Only the most ambiguous or complex cases make it to LLM processing now. We’re talking about:

  • Novel threat actor attribution requiring reasoning
  • Complex attack chain analysis
  • Zero-day vulnerability impact assessment

This selective approach reduced our LLM costs by approximately 94% while maintaining extraction quality above 92% compared to pure DSPy. Unfortunately, as a student these costs are unsustainable, so I disabled this feature extraction.

The Graph Management Challenge

Another issue that emerged was that my Graph Librarian agent was being too aggressive in creating entity connections. The graph was becoming overly connected - too many relationships were being inferred, which reduced the signal-to-noise ratio.

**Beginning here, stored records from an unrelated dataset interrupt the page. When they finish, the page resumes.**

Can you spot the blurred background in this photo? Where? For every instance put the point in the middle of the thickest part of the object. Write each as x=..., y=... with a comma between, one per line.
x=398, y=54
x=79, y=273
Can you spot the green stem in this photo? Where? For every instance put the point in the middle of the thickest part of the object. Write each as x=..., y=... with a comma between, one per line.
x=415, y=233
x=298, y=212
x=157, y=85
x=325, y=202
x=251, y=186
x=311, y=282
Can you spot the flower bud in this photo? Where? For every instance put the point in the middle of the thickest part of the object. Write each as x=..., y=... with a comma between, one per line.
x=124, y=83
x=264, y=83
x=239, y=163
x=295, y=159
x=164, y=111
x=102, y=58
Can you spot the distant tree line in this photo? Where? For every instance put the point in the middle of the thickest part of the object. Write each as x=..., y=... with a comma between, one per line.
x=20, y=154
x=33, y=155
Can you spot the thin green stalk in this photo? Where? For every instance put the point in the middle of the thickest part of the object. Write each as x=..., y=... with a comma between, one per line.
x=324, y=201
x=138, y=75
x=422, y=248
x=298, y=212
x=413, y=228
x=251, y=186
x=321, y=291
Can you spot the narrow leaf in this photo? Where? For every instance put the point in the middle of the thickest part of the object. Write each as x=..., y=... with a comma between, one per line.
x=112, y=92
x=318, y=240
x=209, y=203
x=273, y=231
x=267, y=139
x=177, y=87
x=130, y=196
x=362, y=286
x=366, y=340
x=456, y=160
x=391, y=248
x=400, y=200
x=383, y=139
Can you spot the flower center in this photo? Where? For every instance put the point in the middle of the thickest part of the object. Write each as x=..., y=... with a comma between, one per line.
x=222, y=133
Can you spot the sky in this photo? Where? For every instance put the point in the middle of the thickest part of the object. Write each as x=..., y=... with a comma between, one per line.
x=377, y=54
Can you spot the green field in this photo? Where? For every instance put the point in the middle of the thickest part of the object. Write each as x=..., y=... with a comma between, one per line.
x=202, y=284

The solution came from implementing a confidence-weighted relationship scoring system:

class EnhancedGraphLibrarian:
    def __init__(self):
        self.relationship_threshold = 0.7
        self.co_occurrence_window = 150  # tokens
       
    def score_relationship(self, entity1, entity2, context):
        """Score potential relationship based on multiple factors"""
        scores = {
            'proximity': self._calculate_proximity_score(entity1, entity2, context),
            'semantic': self._calculate_semantic_similarity(entity1, entity2),
            'temporal': self._calculate_temporal_correlation(entity1, entity2),
            'type_compatibility': self._check_relationship_validity(entity1.type, entity2.type)
        }
       
        # Weighted average with type compatibility as a gate
        if scores['type_compatibility'] < 0.3:
            return 0.0
           
        weighted_score = (
            scores['proximity'] * 0.3 +
            scores['semantic'] * 0.4 +
            scores['temporal'] * 0.3
        )
       
        return weighted_score

From this perspective, I figured it was a good time to use LLMs to analyze my system architecture and research state-of-the-art approaches from adjacent fields - particularly medical research entity extraction, biomedical text analysis, and ML pipelines. The goal was to build something that’s both:

  • More efficient (lower cost, higher throughput)
  • More accurate (better precision in entity extraction and relationship inference)
  • Better at graph management (quality over quantity in connections)

Current State and Next Steps

This brings us to where we are now. We’re implementing a hybrid approach that combines the aforementioned techniques and a new correlation analysis module that tracks entity relationships across time. For now, we will keep working and plan to release more details on our platform soon.